Sherman eventually proposed a new trail that would follow the high ridge running south along the Tennessee-North Carolina border between the Smoky Mountains and the Cohutta Mountains in northwest Georgia. In addition, he included an east-west connecting trail between the Cohuttas and the AT near Springer Mountain.
Sherman’s idea of a sister trail to the AT, later named for Benton MacKaye, caught on and the Benton MacKaye Trail Association (BMTA) was officially formed in 1980.

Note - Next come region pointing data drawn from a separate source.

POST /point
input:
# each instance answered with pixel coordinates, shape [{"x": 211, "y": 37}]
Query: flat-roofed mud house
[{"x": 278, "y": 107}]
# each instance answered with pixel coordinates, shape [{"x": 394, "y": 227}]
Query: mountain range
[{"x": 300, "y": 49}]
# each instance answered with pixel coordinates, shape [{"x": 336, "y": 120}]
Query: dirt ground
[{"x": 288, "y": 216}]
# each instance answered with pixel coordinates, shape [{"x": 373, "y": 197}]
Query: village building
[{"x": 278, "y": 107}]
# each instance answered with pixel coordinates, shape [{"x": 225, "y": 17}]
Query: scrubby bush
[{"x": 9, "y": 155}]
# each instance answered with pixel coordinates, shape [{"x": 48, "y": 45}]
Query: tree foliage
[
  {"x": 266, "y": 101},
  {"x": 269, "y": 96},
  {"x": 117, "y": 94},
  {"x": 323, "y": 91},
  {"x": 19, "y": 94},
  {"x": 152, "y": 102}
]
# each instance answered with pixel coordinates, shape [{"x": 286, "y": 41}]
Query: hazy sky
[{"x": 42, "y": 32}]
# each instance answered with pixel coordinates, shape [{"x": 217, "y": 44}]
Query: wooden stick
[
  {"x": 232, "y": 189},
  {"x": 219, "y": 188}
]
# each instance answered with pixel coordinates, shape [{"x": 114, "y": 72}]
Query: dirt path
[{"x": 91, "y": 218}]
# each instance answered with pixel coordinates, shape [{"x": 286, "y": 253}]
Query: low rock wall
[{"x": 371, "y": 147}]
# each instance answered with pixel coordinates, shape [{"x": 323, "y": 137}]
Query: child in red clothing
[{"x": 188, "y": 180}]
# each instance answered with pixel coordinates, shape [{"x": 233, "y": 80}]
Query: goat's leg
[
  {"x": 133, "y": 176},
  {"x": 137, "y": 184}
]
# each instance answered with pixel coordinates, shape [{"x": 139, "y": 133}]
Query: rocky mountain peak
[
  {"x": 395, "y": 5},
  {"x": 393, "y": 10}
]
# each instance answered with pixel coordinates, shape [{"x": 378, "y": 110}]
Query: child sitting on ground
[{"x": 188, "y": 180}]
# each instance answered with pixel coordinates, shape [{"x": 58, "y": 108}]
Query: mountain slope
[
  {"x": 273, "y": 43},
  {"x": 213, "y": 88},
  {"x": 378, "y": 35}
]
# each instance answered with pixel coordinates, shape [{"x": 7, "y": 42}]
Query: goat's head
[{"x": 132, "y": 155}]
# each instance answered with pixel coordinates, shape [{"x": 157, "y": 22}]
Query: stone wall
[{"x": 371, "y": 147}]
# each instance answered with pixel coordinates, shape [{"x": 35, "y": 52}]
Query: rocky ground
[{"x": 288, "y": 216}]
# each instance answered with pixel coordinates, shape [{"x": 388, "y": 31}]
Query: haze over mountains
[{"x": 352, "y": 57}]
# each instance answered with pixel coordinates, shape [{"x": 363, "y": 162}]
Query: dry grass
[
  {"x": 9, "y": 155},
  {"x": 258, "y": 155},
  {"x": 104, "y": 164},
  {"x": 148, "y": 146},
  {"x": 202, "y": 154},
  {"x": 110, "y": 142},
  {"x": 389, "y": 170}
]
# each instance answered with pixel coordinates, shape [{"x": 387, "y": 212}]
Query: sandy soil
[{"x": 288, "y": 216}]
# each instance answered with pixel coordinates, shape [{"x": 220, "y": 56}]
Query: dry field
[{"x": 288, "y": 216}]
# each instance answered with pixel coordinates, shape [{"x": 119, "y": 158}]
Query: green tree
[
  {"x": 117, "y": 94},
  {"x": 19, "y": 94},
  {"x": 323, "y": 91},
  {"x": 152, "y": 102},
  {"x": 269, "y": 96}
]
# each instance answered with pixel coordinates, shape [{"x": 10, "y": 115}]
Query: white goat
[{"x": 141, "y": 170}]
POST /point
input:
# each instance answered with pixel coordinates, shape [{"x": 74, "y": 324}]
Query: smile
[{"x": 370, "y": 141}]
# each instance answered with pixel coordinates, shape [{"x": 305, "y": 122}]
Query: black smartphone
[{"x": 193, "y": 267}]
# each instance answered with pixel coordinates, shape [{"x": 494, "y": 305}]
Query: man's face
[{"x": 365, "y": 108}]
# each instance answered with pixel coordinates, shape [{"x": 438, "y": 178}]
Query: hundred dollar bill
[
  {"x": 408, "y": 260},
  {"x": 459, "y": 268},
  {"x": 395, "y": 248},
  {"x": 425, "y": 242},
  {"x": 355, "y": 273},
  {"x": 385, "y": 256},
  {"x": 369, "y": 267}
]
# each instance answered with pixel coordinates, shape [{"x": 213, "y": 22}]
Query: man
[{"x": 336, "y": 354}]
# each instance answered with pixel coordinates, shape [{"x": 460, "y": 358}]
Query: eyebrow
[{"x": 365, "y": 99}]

Working closely with the U.S. Forest Service, the all-volunteer BMTA workforce began to build the trail … first in Georgia, later along the Tennessee / North Carolina border and eventually extending to the Smokies. Saving time and effort by piecing together existing trail segments and old logging roads, the trail was completed to Double Spring Gap on the Georgia / Tennessee line in 1989. Over the next 15 years, the association implemented a massive effort to complete the trail to the Smokies. Soon thereafter, the National Park Service agreed to piece together a route through the Great Smoky Mountains National Park to Davenport Gap.
The 285 mile long Benton MacKaye Trail was completed in 2005 – 30 years after Sherman’s initial idea for the trail, and 25 years after the formation of the BMTA.
Ever vigilant for improvements to the BMT, in 2015 the association completed a significant reroute that took the BMT off the dangerous North Carolina roadwalk known as “The Tail of the Dragon”.